Liquid propellants

Monopropellant and bipropellant are the two basic types in this category. Monopropellants do not require an oxidizer and produce thermal energy by decomposition either by ignition or by a catalyst. Since monopropellants cause hazards, they are not preferred. Its use is limited. It is used as a source of power to the turbine in a pump feed system.
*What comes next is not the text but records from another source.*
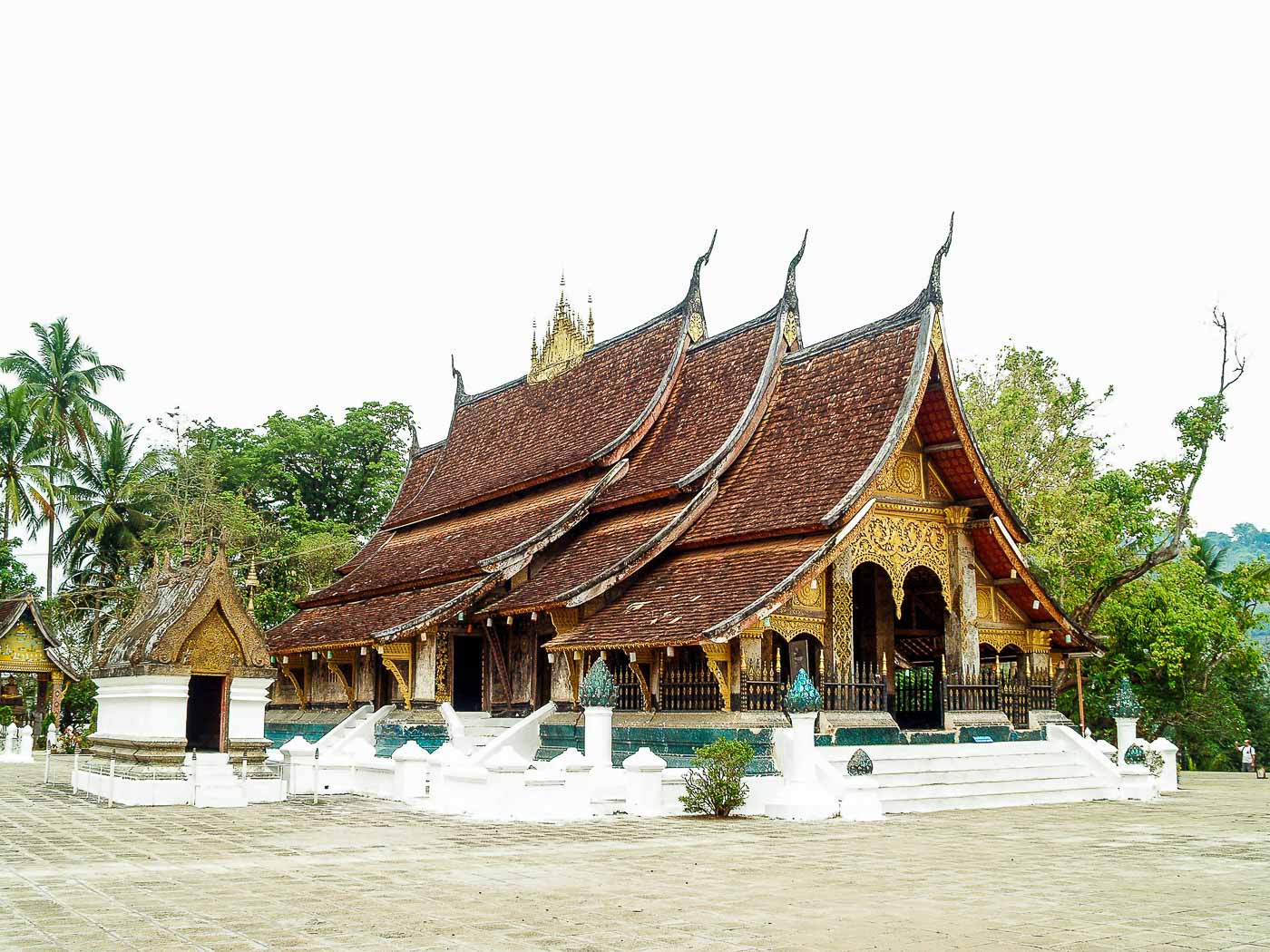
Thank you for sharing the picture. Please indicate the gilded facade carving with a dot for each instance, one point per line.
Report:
(442, 679)
(211, 647)
(901, 539)
(842, 621)
(23, 650)
(565, 343)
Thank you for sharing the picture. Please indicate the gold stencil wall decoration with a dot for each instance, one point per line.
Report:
(901, 541)
(211, 646)
(901, 476)
(23, 650)
(841, 618)
(442, 676)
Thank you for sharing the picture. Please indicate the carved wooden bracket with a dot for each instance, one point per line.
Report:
(300, 692)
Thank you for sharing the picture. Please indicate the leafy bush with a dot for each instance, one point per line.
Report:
(714, 784)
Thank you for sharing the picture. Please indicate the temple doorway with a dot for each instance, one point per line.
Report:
(800, 653)
(469, 660)
(203, 721)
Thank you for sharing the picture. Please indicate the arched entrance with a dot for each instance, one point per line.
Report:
(205, 713)
(469, 664)
(799, 653)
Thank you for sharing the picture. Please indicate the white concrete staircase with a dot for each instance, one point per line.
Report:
(482, 729)
(927, 777)
(215, 781)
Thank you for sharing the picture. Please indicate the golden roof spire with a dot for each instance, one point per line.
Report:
(564, 343)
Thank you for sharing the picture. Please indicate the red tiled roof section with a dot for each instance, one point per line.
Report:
(683, 596)
(707, 402)
(358, 621)
(829, 415)
(997, 561)
(415, 478)
(454, 545)
(587, 556)
(524, 433)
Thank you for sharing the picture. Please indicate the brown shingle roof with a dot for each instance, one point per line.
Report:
(834, 406)
(707, 403)
(359, 622)
(686, 593)
(587, 558)
(521, 434)
(456, 545)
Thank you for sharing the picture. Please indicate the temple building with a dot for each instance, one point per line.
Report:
(708, 513)
(31, 647)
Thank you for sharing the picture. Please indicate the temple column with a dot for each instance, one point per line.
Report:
(425, 668)
(54, 697)
(1038, 654)
(841, 621)
(884, 602)
(961, 626)
(562, 679)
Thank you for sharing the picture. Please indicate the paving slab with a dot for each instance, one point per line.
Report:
(1191, 871)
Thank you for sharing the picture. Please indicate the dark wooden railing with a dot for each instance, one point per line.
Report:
(865, 689)
(630, 697)
(972, 692)
(761, 689)
(688, 685)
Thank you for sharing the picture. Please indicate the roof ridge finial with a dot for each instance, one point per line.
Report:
(695, 305)
(933, 295)
(793, 324)
(460, 393)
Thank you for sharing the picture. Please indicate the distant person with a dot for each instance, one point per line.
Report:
(1247, 755)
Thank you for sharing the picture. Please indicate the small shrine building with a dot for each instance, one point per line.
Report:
(28, 646)
(187, 670)
(708, 513)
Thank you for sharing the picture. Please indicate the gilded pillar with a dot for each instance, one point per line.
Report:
(961, 627)
(425, 666)
(841, 619)
(54, 697)
(885, 622)
(441, 666)
(562, 678)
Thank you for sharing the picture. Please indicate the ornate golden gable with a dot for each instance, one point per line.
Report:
(564, 345)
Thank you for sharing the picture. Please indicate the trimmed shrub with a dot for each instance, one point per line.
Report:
(714, 784)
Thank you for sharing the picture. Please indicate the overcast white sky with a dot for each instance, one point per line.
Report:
(276, 206)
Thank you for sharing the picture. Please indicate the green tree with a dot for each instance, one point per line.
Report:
(112, 495)
(63, 381)
(15, 578)
(21, 450)
(314, 469)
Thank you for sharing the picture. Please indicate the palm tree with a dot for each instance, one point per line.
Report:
(63, 384)
(111, 497)
(19, 450)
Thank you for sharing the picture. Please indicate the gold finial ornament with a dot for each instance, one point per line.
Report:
(565, 342)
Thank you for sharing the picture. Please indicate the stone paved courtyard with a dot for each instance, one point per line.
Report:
(1189, 872)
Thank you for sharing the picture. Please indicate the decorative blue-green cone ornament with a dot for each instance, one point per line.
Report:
(1123, 702)
(597, 687)
(803, 697)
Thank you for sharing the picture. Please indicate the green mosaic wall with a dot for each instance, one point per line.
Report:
(675, 745)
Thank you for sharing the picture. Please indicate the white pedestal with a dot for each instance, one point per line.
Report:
(599, 735)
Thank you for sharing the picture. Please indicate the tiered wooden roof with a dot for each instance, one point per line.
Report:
(669, 486)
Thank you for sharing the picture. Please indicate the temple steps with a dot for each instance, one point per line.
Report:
(482, 727)
(923, 778)
(216, 783)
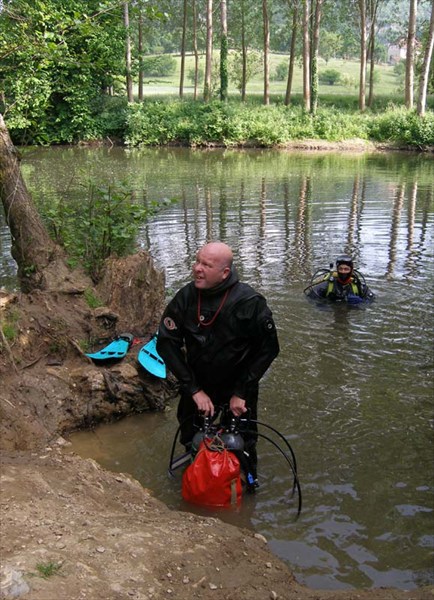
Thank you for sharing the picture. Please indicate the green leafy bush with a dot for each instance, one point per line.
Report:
(99, 224)
(403, 126)
(329, 76)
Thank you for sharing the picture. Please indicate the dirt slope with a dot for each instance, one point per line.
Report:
(71, 530)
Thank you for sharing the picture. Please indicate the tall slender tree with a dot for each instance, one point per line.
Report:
(314, 55)
(372, 10)
(195, 50)
(208, 57)
(183, 38)
(140, 50)
(410, 56)
(294, 7)
(427, 58)
(128, 72)
(306, 56)
(363, 55)
(266, 26)
(223, 51)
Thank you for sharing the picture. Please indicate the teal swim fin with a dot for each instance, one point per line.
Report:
(115, 350)
(150, 360)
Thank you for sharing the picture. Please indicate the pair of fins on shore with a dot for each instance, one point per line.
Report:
(147, 357)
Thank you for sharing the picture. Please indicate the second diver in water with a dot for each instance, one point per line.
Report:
(343, 284)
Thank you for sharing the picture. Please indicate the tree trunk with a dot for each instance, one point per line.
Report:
(314, 57)
(362, 81)
(182, 69)
(140, 49)
(208, 58)
(223, 52)
(409, 62)
(306, 56)
(424, 76)
(266, 24)
(244, 54)
(291, 56)
(41, 263)
(129, 78)
(373, 11)
(195, 50)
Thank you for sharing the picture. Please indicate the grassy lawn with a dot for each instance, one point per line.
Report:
(386, 84)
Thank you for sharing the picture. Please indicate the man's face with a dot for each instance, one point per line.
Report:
(209, 269)
(344, 272)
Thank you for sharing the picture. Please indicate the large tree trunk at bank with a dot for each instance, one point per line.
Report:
(40, 261)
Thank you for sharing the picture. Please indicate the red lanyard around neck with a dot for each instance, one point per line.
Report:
(200, 319)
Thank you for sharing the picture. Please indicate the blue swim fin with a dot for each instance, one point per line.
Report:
(150, 360)
(115, 350)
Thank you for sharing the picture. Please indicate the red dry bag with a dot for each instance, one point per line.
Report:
(213, 478)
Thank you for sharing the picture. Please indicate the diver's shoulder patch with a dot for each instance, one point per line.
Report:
(169, 324)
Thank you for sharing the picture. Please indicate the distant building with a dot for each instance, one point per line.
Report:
(397, 51)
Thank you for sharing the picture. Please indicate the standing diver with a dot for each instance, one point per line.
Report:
(345, 284)
(218, 337)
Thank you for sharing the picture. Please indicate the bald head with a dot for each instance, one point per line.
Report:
(213, 265)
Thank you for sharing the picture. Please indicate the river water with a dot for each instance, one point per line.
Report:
(352, 388)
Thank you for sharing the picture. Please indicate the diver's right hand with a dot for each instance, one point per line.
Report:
(203, 403)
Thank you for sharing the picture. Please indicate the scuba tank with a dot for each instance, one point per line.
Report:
(231, 438)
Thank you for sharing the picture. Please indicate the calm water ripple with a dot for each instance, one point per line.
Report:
(352, 389)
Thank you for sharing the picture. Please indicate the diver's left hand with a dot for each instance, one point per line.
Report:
(237, 406)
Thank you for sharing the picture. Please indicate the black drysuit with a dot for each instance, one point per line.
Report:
(223, 349)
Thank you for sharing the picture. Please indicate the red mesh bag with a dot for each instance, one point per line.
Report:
(213, 478)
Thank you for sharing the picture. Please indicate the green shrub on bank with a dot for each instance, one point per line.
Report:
(194, 123)
(403, 126)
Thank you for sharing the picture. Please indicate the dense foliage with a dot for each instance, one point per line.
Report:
(193, 123)
(62, 73)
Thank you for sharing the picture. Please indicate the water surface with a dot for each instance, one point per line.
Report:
(352, 389)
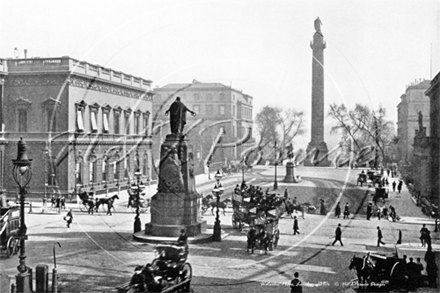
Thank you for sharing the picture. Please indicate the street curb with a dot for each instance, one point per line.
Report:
(205, 237)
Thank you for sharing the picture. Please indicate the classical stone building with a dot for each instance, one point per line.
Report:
(87, 127)
(317, 149)
(218, 108)
(426, 161)
(411, 103)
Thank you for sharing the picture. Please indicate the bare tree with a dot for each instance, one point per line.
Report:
(278, 127)
(364, 127)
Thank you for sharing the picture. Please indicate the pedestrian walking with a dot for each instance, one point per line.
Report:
(338, 235)
(58, 202)
(109, 206)
(323, 209)
(369, 211)
(379, 237)
(251, 240)
(399, 186)
(295, 284)
(346, 211)
(63, 202)
(379, 213)
(385, 212)
(295, 226)
(68, 218)
(423, 235)
(53, 201)
(338, 210)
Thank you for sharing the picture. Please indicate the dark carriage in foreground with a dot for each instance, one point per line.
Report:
(378, 272)
(9, 227)
(168, 272)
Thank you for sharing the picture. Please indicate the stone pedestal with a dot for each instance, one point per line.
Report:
(290, 173)
(22, 282)
(317, 155)
(176, 204)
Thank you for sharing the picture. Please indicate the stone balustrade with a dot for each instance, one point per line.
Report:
(72, 65)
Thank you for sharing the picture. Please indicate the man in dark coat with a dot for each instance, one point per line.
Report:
(379, 237)
(338, 235)
(177, 112)
(346, 211)
(337, 210)
(295, 226)
(399, 186)
(369, 211)
(295, 284)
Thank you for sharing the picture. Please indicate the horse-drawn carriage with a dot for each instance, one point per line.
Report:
(87, 201)
(168, 272)
(9, 227)
(381, 192)
(362, 179)
(380, 272)
(244, 212)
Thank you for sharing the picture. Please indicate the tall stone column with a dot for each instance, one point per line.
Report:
(317, 150)
(176, 204)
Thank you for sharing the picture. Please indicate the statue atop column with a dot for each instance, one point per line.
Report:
(177, 113)
(318, 24)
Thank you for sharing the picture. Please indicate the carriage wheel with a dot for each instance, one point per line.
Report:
(185, 275)
(277, 236)
(234, 222)
(83, 207)
(11, 246)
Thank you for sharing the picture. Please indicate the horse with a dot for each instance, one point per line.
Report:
(222, 204)
(87, 201)
(392, 269)
(105, 201)
(364, 270)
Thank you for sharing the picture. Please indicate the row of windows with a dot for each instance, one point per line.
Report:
(49, 119)
(112, 121)
(109, 168)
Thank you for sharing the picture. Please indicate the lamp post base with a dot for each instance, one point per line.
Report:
(137, 225)
(22, 282)
(217, 236)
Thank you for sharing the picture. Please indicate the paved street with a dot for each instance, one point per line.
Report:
(97, 253)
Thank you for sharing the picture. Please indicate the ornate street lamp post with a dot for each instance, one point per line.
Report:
(22, 174)
(275, 183)
(137, 188)
(218, 189)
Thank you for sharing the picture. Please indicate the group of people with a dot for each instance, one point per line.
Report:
(338, 210)
(58, 202)
(382, 212)
(338, 236)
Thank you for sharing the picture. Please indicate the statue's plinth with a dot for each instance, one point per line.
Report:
(176, 205)
(290, 173)
(317, 155)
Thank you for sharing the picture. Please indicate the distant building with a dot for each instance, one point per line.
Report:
(86, 126)
(426, 161)
(217, 107)
(411, 102)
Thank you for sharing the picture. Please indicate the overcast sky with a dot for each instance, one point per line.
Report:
(374, 48)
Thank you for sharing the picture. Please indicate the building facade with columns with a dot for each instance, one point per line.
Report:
(411, 103)
(87, 127)
(222, 129)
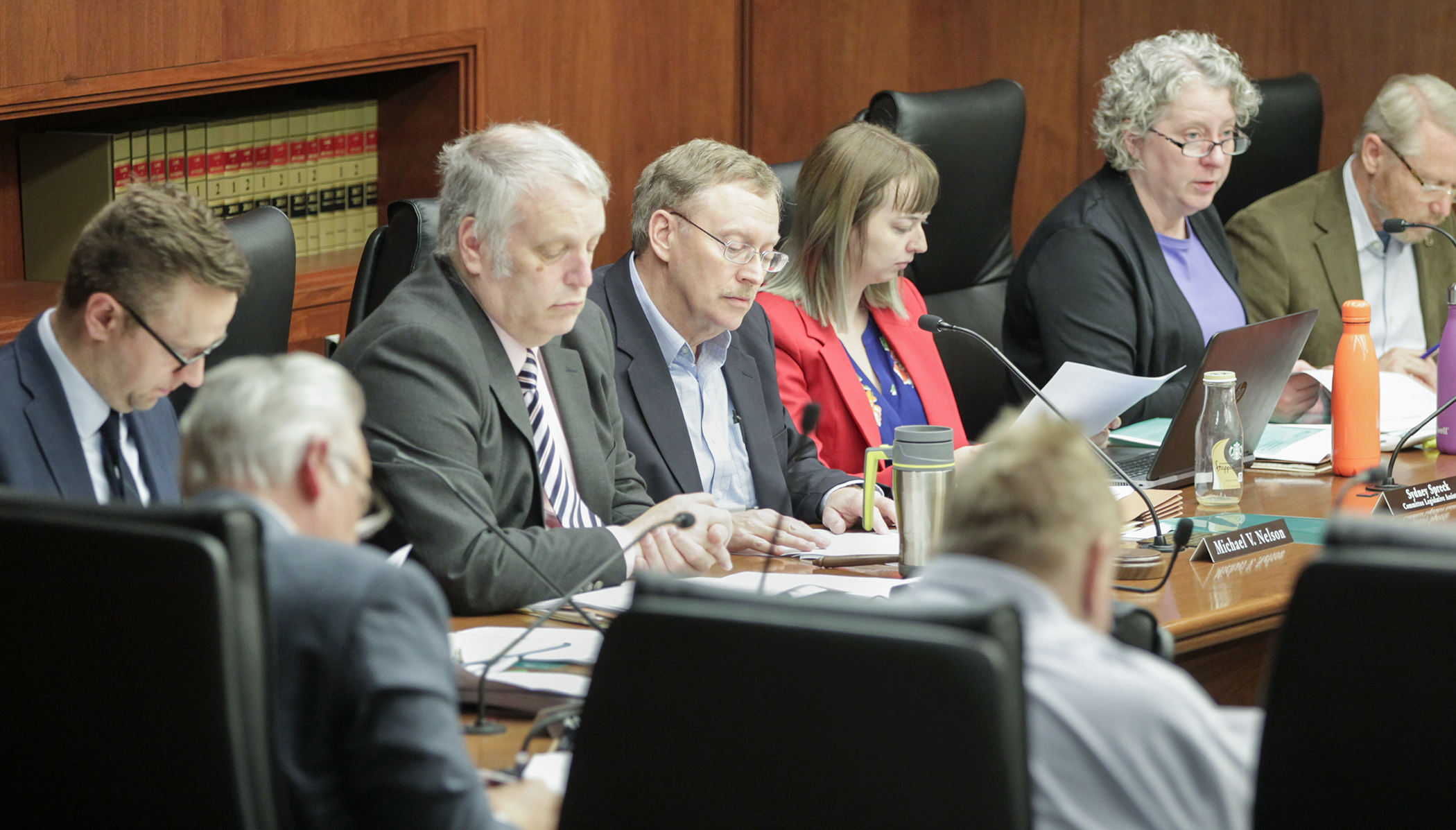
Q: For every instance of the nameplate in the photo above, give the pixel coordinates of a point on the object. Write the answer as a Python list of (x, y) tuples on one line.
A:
[(1417, 497), (1241, 542)]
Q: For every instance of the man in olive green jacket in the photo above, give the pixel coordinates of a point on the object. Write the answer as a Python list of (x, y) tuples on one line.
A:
[(1319, 242)]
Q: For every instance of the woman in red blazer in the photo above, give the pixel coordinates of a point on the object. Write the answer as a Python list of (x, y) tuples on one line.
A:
[(843, 315)]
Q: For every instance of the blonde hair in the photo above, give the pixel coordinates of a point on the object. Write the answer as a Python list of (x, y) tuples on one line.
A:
[(1151, 75), (1036, 497), (843, 181), (676, 177), (1400, 108)]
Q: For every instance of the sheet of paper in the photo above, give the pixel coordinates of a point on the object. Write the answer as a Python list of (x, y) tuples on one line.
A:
[(1093, 397), (1404, 401), (546, 644)]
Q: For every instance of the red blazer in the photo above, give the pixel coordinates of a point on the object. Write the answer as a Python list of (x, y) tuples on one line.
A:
[(814, 366)]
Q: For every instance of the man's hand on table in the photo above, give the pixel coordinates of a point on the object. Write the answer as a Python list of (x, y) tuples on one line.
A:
[(685, 551), (753, 532), (847, 505), (528, 804)]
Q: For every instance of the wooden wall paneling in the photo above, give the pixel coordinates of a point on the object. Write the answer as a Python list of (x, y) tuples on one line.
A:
[(816, 63), (1358, 47), (63, 40), (625, 79), (963, 44)]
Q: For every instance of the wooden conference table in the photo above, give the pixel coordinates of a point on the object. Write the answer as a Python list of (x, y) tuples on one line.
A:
[(1224, 616)]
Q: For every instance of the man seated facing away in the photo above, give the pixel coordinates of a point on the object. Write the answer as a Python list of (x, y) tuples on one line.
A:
[(366, 720), (489, 366), (149, 292), (1117, 737), (1321, 242), (695, 363)]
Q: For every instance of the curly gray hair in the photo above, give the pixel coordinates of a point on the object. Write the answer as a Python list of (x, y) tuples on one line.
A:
[(1151, 75)]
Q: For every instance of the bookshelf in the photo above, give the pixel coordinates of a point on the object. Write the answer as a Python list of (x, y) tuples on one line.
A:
[(427, 86)]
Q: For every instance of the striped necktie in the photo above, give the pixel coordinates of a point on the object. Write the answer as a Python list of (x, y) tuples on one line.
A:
[(560, 488)]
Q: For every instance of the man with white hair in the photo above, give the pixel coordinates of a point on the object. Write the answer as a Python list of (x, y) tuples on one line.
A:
[(1116, 737), (366, 720), (1322, 242), (492, 413)]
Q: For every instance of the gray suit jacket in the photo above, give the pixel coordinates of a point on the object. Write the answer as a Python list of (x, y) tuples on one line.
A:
[(1297, 251), (439, 386), (366, 718), (787, 472)]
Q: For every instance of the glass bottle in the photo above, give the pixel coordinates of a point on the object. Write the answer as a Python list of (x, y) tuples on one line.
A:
[(1217, 475)]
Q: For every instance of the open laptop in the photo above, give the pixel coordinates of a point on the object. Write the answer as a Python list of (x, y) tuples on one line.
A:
[(1261, 356)]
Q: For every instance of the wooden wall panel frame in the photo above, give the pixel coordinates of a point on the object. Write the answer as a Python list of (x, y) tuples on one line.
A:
[(467, 49)]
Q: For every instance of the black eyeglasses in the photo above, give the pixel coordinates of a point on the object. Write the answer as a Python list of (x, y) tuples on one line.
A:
[(1232, 146), (182, 361), (1429, 193), (741, 252)]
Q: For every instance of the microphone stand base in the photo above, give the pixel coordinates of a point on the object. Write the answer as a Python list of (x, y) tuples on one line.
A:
[(484, 729)]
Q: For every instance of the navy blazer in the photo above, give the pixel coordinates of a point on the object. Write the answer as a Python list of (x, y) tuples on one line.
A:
[(787, 472), (40, 450), (366, 717)]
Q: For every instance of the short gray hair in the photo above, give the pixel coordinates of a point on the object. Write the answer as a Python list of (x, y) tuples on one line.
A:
[(252, 421), (1403, 104), (1151, 75), (485, 175), (676, 177)]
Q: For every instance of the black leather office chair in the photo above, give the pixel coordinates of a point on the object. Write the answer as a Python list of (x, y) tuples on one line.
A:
[(1360, 724), (135, 654), (711, 708), (974, 139), (264, 312), (394, 252), (788, 173), (1286, 143)]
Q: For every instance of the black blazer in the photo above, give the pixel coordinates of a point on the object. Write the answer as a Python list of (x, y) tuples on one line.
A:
[(40, 450), (1093, 286), (787, 472)]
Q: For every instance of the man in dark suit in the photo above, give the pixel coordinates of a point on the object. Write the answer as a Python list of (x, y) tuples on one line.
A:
[(695, 363), (492, 374), (149, 292), (366, 720)]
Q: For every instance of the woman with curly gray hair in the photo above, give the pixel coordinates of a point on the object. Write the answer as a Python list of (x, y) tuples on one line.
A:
[(1132, 271)]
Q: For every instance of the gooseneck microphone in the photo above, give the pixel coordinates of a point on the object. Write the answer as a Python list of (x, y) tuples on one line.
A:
[(385, 452), (934, 324), (484, 725), (1400, 225)]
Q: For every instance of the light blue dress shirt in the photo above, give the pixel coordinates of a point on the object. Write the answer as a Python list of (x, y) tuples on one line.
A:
[(712, 424)]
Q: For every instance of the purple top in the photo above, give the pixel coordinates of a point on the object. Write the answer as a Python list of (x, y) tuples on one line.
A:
[(1211, 296)]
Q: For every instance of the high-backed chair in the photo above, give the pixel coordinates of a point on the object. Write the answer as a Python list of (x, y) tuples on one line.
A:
[(1360, 727), (394, 252), (136, 667), (974, 139), (788, 173), (747, 711), (264, 312), (1286, 143)]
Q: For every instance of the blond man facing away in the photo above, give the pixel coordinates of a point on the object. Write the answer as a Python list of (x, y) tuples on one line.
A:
[(1117, 737)]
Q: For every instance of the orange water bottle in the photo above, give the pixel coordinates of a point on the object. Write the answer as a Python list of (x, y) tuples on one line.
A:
[(1355, 402)]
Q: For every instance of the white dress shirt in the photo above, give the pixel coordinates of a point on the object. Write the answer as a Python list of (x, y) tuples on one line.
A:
[(89, 411), (516, 353), (1116, 736), (1388, 280)]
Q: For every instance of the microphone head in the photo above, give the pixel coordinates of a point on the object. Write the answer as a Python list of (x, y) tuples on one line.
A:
[(810, 420), (1181, 533), (382, 452)]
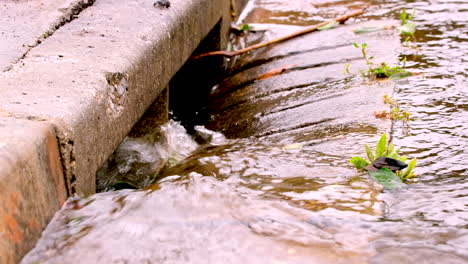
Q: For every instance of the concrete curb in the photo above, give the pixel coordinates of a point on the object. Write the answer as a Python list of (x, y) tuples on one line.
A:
[(94, 77), (31, 184), (74, 86)]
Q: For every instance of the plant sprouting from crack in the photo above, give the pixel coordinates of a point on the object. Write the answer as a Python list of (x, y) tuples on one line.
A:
[(385, 149), (407, 28), (395, 113), (377, 71)]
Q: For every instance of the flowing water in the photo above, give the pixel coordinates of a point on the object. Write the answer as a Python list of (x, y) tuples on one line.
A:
[(296, 199)]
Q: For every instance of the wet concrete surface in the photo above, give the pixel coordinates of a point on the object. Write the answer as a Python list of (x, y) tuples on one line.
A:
[(280, 189), (312, 90)]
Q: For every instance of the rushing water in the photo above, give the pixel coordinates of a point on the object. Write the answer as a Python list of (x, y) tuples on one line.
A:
[(257, 201)]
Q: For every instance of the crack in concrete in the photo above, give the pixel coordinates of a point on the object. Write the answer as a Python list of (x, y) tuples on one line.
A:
[(70, 14)]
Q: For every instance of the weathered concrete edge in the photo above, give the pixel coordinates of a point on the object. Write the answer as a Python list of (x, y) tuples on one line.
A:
[(64, 14), (31, 184), (93, 116), (84, 130)]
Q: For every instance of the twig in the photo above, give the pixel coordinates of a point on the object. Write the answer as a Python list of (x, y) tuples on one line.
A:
[(341, 20)]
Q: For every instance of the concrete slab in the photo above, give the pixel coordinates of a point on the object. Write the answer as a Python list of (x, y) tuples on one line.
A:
[(32, 186), (94, 77), (312, 92), (25, 24)]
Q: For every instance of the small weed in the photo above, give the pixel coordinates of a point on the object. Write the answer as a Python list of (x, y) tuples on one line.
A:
[(385, 149), (245, 27), (380, 71), (395, 113), (407, 28)]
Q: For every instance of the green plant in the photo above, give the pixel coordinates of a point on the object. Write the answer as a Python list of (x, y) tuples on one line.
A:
[(407, 28), (380, 71), (395, 113), (385, 149), (245, 27)]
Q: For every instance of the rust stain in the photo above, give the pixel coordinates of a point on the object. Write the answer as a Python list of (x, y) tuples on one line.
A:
[(13, 231), (33, 225), (274, 72), (56, 167), (9, 226)]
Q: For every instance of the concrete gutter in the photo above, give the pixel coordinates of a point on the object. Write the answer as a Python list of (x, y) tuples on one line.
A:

Examples of monopropellants are hydrogen peroxide, hydrazine and nitromethane. Biopropellant is a combination of an oxidizer and a fuel. On combining, this produces thermal energy. Some important combinations are hydrogen peroxide and gasoline, nitric acid and gasoline, liquid oxygen and alcohol, liquid oxygen and liquid hydrogen, liquid oxygen and hydrazine, liquid fluorine and ammonia, liquid fluorine and liquid hydtrogen, nitric acid and aniline, nitrogen tetroxide and hydrazine, hydrogen peroxide and ethyl diamene, ozone and cyanogens etc. Some combinations are hypergolic. The latest in this category is tripropellant which is a combination of metallic fuels and oxygen. The characteristics of liquid propellants are high calorific value, less toxicity, smooth ignition, high density, high reliability, negligible viscosity change with temperature, longer life span, low corrosion characteristics, easy to handle, easy to store and chemical stability.

Hydrologic cycle

The space on earth where water exists is called hydrosphere. Hydrosphere is spread over 15 km in earth’s atmosphere and down 1 km into the earth’s crust. There exists a hydrologic cycle through which water circulation is maintained in the hydrosphere. Hydrologic cycle is continuous and without any beginning or end. This cycle starts with the water evaporation from ocean surface and lands. This vapour becomes a part of the atmosphere. After some time condensation of water vapour occurs and results in precipitation, interception by vegetation, overland flow, subsurface soil flow, surface runoff etc. In the earth water is stored in oceans, groundwater (fresh and saline), ice, soil, snow, lakes, rivers, marshes and in atmosphere. Many physical parameters influence the hydrology of a region. Some examples are vegetation, topography, geology, human activities etc.

Comparators

A comparator compares two operating parameters- operating quantity and restraining quantity. The two types of comparators are amplitude comparators and phase comparators. Regardless of the value of the phase angle, amplitude comparators compare the magnitudes of operating and the restraining quantity. When the magnitude of the operating quantity exceeds that of the restraining quantity, the relay operates and sends the trip signal to the circuit-breaker. Three varieties of amplitude comparators exist. They are integrating amplitude comparator, sampling amplitude comparator and instantaneous amplitude comparator. The two types of integrated amplitude comparators are circulating current type and the voltage opposed type. In sampling comparators, signals are sampled either at the same instant or different instants and then compared. The averaging type and the phase splitting type are the two types of instantaneous amplitude comparators. Phase comparators compare the phase relation between two input signals. Coincidence type phase comparators and vector product type phase comparators are examples of phase comparators. The different techniques employed in coincidence type phase comparators are block spike phase comparison, phase splitting technique, integrating phase comparison and rectifier bridge phase comparison. The two varieties of vector type phase comparators are Hall Effect type and magneto-resistivity type phase comparators.

Underground cable

In a transmission system, cables play a significant role. The various types of cables exist in industry are low tension cables, high tension cables, super tension cable, extra high voltage solid type cables, extra high voltage oil-filled cables and extra high voltage gas pressure cables. The main parts of a cable design point of view are core, insulation, metallic sheath, bedding, armouring and serving. Entry of moisture to insulating material is prevented by metallic sheath. Lead, lead alloy and aluminium can be used as metallic sheath. Bedding is essential for providing a layer of paper tape compounded with a fibrous material or jute strands over the metallic sheath. Both bedding and armouring protects cables from mechanical injury. In the armouring process, cables are provided with layers of galvanized steel wires or layers of steel tape. The insulating materials used for cable are polyvinyl chloride, polyethylene, vulcanized rubber, cross-linked polyethylene cable, varnished cambric, vulcanized bitumen, gutta percha, silk, cotton, enamel or asbestos.